I could be waiting until I'm ancient to meet someone. This ad hardly constitutes a quest, however. I tell myself that I am not necessarily looking for love/companionship but then I resort to an ad, which surely contradicts that particular assertion completely. .... It turns out that I have no earthly idea where to meet someone interesting/unusual/appealing in a city filled with people. Bars? I'm not into the bar scene so much these days. Social networking groups? Ironically, the events typically end up feeling much like the bar scene--superficial and very fleeting.

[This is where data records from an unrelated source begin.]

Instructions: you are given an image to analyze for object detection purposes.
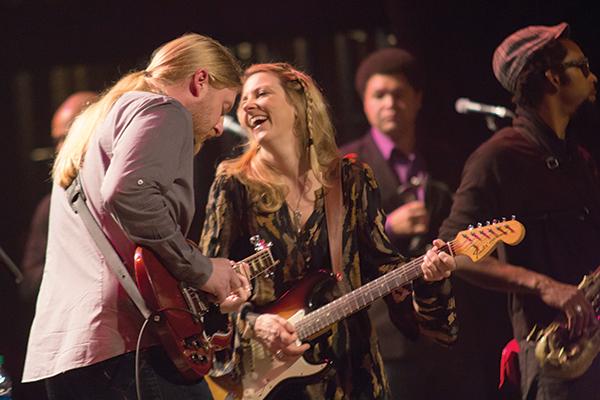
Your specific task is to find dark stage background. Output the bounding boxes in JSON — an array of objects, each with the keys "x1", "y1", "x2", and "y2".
[{"x1": 0, "y1": 0, "x2": 600, "y2": 399}]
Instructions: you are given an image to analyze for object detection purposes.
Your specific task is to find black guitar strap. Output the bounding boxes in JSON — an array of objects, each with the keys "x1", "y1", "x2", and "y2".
[
  {"x1": 66, "y1": 175, "x2": 152, "y2": 319},
  {"x1": 325, "y1": 159, "x2": 350, "y2": 293}
]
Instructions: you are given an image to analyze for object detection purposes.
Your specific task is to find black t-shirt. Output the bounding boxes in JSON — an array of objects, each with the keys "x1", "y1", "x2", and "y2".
[{"x1": 440, "y1": 109, "x2": 600, "y2": 339}]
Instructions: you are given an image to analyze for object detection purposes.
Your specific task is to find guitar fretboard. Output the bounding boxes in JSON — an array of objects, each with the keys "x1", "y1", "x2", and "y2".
[{"x1": 295, "y1": 242, "x2": 454, "y2": 340}]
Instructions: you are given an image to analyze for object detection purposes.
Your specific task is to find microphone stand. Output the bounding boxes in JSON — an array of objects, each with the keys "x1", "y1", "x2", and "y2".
[{"x1": 0, "y1": 246, "x2": 23, "y2": 284}]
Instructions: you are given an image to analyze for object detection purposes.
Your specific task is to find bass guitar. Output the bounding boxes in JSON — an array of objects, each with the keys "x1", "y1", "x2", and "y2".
[
  {"x1": 134, "y1": 236, "x2": 278, "y2": 382},
  {"x1": 207, "y1": 219, "x2": 525, "y2": 400}
]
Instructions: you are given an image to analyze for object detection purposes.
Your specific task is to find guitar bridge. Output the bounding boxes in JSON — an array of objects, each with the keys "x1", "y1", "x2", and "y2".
[{"x1": 181, "y1": 285, "x2": 208, "y2": 323}]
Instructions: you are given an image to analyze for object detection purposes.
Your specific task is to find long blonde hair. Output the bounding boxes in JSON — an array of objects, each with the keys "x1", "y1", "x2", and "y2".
[
  {"x1": 52, "y1": 33, "x2": 241, "y2": 188},
  {"x1": 217, "y1": 63, "x2": 339, "y2": 212}
]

I am single, attractive, petite and slightly curvy, intelligent and educated but down-to-earth, inquisitive, adventurous, open-minded, left-leaning, happy, sexy/sexual, spontaneous, funny, graceful, loyal, appreciative, kind, irreverent... I love to travel, I love art, music, movies, walking and hiking (but don't care for roughing it), bicycling, cooking, enjoying alcohol (but not to excess). I am an ex-smoker, an avid reader, a writer, the mother of a grown son, not from around here but happy to be here, divorced years time ago and not into marrying again although not opposed to a committed relationship.

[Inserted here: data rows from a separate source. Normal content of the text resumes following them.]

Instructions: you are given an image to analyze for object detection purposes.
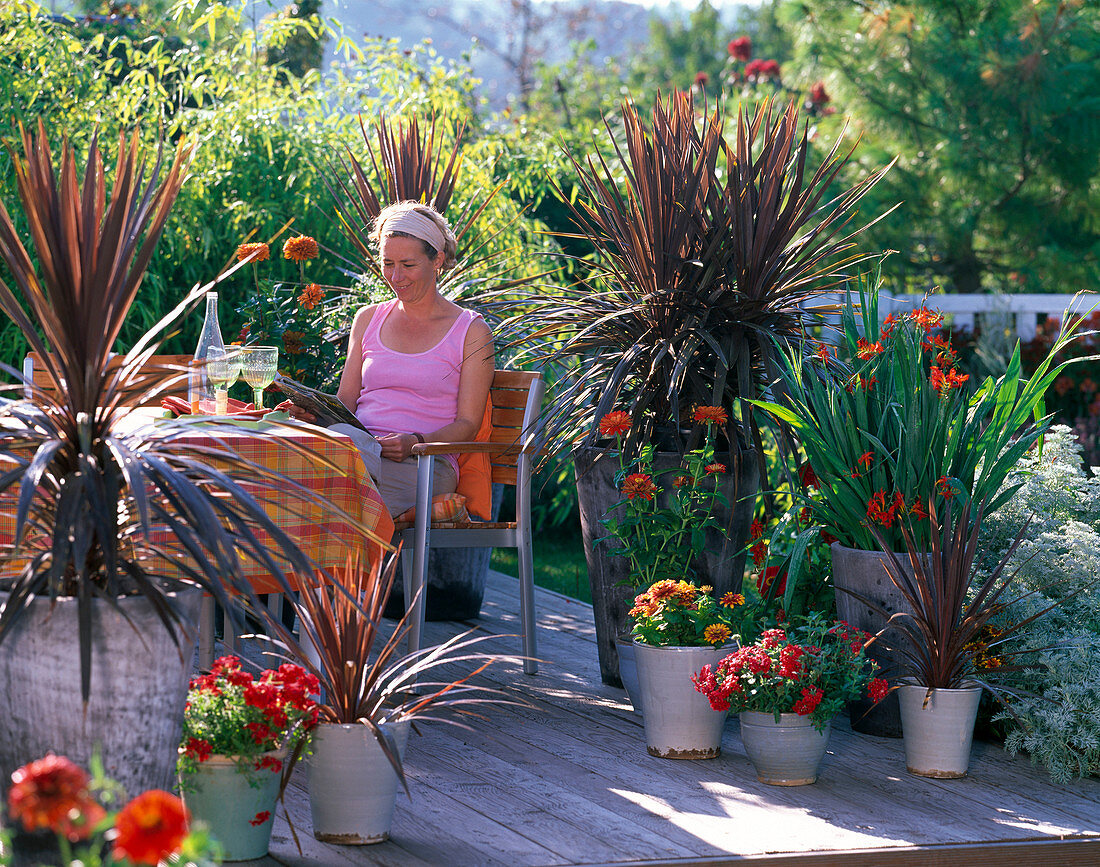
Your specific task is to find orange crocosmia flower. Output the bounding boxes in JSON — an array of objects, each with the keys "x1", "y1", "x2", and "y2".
[
  {"x1": 298, "y1": 283, "x2": 325, "y2": 310},
  {"x1": 600, "y1": 409, "x2": 630, "y2": 437},
  {"x1": 693, "y1": 406, "x2": 729, "y2": 425},
  {"x1": 283, "y1": 234, "x2": 319, "y2": 262},
  {"x1": 114, "y1": 789, "x2": 190, "y2": 867},
  {"x1": 237, "y1": 244, "x2": 272, "y2": 263},
  {"x1": 623, "y1": 473, "x2": 657, "y2": 500}
]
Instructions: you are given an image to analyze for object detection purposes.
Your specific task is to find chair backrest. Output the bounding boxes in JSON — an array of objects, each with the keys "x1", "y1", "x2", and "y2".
[
  {"x1": 490, "y1": 370, "x2": 545, "y2": 485},
  {"x1": 23, "y1": 352, "x2": 191, "y2": 406}
]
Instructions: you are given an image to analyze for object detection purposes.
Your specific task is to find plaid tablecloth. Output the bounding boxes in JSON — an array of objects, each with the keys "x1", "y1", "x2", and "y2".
[{"x1": 167, "y1": 428, "x2": 394, "y2": 593}]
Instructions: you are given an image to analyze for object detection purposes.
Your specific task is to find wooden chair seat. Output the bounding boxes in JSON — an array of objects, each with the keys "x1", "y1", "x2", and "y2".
[{"x1": 394, "y1": 370, "x2": 545, "y2": 674}]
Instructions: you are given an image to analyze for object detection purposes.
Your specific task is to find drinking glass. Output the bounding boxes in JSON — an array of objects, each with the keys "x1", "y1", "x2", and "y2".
[
  {"x1": 207, "y1": 347, "x2": 241, "y2": 416},
  {"x1": 241, "y1": 347, "x2": 278, "y2": 409}
]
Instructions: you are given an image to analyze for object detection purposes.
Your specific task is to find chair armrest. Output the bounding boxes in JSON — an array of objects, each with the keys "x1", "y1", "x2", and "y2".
[{"x1": 410, "y1": 442, "x2": 532, "y2": 456}]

I am looking for someone who is smart, unique/unusual, original, educated, attractive, articulate, politically sympathetic, non-religious/spiritual, funny, sexy/sensual, inventive, polite and respectful but not overly solicitous, well-traveled and read, unmarried/not currently in a committed relationship (I have no interest in something clandestine). I want to have fun with someone and dislike beginning a relationship with unreasonable expectations on the part of either person; I'm more inclined to see what evolves, which is not to say that I am looking for a fling much less something exclusively sexual. I do believe there is much contentedness (most of it?) to be found in between the extremes (i.e. lifelong commitment and fleeting involvements).